In a company, models compound. You don't have to derive the same models over and over. In Open Data, we usually only have the raw data.
Collaborate on data like people are doing in some DAOs (https://github.com/duneanalytics/spellbook/tree/main/models, https://github.com/MetricsDAO/near_dbt/pull/98). Reuse these models in a permissionless way.
## Iterating data packaging workflow
### New dataset
- I come across an interesting dataset online. E.g: https://github.com/datasets/awesome-data/issues/334
- I want to create a page for it.
- Doing this should also publish a package + API.
- Two options
- Option 1: Add a page to the "wiki" (quick and dirty). Open a PR on a certain repository acting as a hub.
- Option 2: It's own folder/repo 👈 preferred
- The previous step should link it to datahub automatically. Alternatively, Datahub could scrape Github searching for compilant datasets.

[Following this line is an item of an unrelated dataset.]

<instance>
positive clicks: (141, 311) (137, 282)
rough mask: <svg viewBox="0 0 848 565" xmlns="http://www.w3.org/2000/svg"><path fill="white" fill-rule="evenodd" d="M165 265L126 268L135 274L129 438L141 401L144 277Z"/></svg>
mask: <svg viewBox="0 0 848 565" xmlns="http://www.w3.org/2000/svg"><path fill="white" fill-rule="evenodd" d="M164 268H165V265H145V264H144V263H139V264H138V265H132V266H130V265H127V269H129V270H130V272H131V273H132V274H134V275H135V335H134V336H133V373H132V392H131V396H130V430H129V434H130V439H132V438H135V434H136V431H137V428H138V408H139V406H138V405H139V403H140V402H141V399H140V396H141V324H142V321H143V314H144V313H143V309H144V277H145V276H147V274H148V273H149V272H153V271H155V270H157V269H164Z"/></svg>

- ie. datahub.io/@david/my-dataset automatically proxies to github.com/david/my-dataset (and gives error if not there or not data ...)
- Showcase: turn README into a nice page maybe with extra features - https://datahub.io/notes/design-showcase
- MDX+Data aka data rich documents: markdown + MDX + data components for tables, graphs etc
- Proxy issues, PRs, ...
### Existing dataset in Datahub
- I saw the showcase/README from the previous workflow. I want to add a new graph or relation!
- For a simple graph, fork the repository and update the README. Make PR.
- _For a complex dataset? How can we compose data in this case?_ E.g:
### Existing dataset in X (HuggingFace, GitHub, Socrata, FTP, Random database)
- I come across an interesting dataset online. E.g: https://github.com/datasets/awesome-data/issues/334
- Since is on Kaggle, I can somehow use a _Kaggle dataset adapter_ and use it as if it was any other dataset.
- It might get ingested in the backend to create a copy
- Same steps as the first workflopw
## Principles
If I had to summarize the principles/guidelines I have in mind while exploring this, it would be:
- Integrate protocols with the common data stack tools to avoid reinventing the wheel (ETL, formats, orchestrators, ...).
- Make things simpler (wrappers) and have strong opinions on top of the tools.
- Data as code. Workflows as code, ...
- Frictionless Data Composability/collaboration (e.g: build SQL models on top of other people's ones).
- Build adapters as a community so data becomes connected.
- Simplicity/pragmatism (CSV, published data is better than almost published one, ...)
- Packaging should be format/platform agnostic.